Let’s consider passing just for the sake of this discussion – which is the first contact after the serve. A lot of attention is placed on the form the passer takes, the angle of the “platform”, how long they hold, whether the ball is contacted midline or not. But these are imposed motor solutions that can distract from the main point, which is to provide the team with an attack opportunity. Coaches often focus on the individual – the “passer” – just at the point of contact, when effective and efficient passing is a coordinated team effort. Decisions are made, and consequences happen. Those are the true lessons that get obfuscated by emphasis on canonical movement solutions, and can slow team coordination.

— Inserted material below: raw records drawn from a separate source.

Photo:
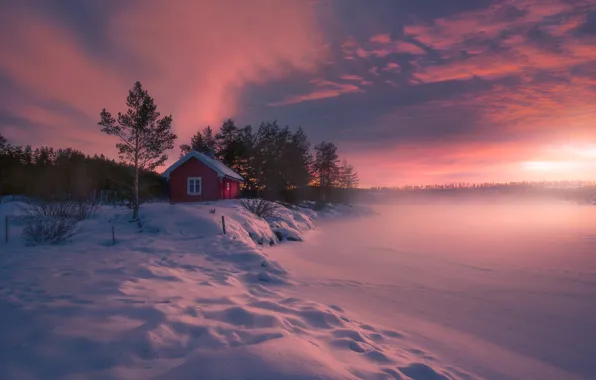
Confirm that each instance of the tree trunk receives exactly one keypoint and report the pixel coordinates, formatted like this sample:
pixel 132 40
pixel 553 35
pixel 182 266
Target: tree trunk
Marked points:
pixel 135 212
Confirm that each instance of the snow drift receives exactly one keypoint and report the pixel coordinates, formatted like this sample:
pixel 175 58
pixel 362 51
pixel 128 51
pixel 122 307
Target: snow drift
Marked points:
pixel 175 298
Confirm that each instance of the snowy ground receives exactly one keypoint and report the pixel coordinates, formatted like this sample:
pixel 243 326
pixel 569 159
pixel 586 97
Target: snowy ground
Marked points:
pixel 174 298
pixel 503 290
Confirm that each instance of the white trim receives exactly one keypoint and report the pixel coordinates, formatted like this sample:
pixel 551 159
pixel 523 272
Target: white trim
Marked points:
pixel 195 181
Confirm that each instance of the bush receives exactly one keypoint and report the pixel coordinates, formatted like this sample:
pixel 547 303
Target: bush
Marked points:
pixel 54 222
pixel 259 207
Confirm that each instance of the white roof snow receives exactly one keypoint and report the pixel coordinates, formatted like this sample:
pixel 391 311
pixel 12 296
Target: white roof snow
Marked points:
pixel 219 167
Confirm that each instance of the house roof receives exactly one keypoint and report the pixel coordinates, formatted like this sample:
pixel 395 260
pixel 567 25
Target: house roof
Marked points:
pixel 217 166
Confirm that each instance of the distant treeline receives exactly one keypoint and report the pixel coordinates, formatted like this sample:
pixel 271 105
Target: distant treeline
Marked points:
pixel 47 173
pixel 574 191
pixel 276 162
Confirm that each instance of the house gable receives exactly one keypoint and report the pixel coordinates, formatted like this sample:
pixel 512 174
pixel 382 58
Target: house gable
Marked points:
pixel 221 169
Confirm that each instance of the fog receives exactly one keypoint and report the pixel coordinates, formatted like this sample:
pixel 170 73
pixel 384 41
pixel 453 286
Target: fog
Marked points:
pixel 503 288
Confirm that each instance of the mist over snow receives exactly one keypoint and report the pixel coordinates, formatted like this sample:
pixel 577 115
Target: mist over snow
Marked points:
pixel 425 290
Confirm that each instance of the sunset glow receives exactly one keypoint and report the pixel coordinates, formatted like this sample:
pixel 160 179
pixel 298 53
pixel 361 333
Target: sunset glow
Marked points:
pixel 473 91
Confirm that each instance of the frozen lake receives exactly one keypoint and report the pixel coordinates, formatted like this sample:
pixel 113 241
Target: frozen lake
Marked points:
pixel 501 290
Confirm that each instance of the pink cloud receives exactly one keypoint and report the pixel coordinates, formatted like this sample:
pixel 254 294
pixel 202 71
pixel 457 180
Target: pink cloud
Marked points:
pixel 326 89
pixel 392 66
pixel 381 39
pixel 194 58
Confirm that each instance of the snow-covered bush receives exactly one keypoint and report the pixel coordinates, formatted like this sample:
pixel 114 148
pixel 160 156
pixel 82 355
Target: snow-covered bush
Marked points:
pixel 54 222
pixel 260 207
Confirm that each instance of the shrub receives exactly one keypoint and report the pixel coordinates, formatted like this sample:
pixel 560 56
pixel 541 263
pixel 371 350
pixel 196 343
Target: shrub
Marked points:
pixel 259 207
pixel 54 222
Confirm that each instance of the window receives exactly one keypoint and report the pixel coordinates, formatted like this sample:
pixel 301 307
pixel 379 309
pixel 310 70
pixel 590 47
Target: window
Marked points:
pixel 194 186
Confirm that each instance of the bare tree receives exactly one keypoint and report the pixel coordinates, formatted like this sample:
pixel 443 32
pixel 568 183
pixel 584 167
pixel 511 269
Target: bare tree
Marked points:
pixel 144 136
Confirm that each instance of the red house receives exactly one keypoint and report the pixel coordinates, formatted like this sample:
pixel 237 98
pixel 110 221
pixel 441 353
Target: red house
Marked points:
pixel 197 177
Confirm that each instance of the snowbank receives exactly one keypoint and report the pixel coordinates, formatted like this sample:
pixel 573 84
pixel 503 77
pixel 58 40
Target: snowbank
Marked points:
pixel 175 298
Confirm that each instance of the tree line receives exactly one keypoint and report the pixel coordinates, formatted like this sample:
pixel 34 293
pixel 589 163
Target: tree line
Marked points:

- Avoid ableist language. Using terms like “use both hands” excludes differently abled individuals, and reinforces the idea that the game is only for certain privileged people.
- Encourage perception of the moment. Watching externally, try to account for situations that are outside of the player’s attentional focus. Keeping eyes on the ball dilutes the available attention. Players who watch the ball continuously cannot spare the attention to coordinate with the teammates, and this is not solved by verbalization. But it can sweep the problem under the rug. Embrace the challenge of developing perception.
- Bring barriers to success down. Most commonly, passing is thought of as being done right one way, with infinite ways of doing it wrong. Every pass is good, most of them are good enough. Allow the team to figure out the challenge of making the play.
- Have a plan. Touch the ball with intent. Most training is so focused on that point of contact that it becomes the metric of success, even if that contact actually results in the loss of the rally. Involve the player in the complete outcome. After the pass, now what? Exploring perceptual solutions usually start with a high rate of failure, but that learning leads to an abundant range of transferable strategies.
- Develop autonomous validation. Players often have to look to the coach to check if they did it right. Provide them with criteria, and encourage them to judge for themselves. Ultimately, it’s about making it easier for the next person to touch the ball. Bringing the ball to a spot on the court only matters if someone on the team needs it there.
Unorthodox passing techniques can appear clumsy, but it contributes to versatility – which makes for a team that is more difficult to defend against.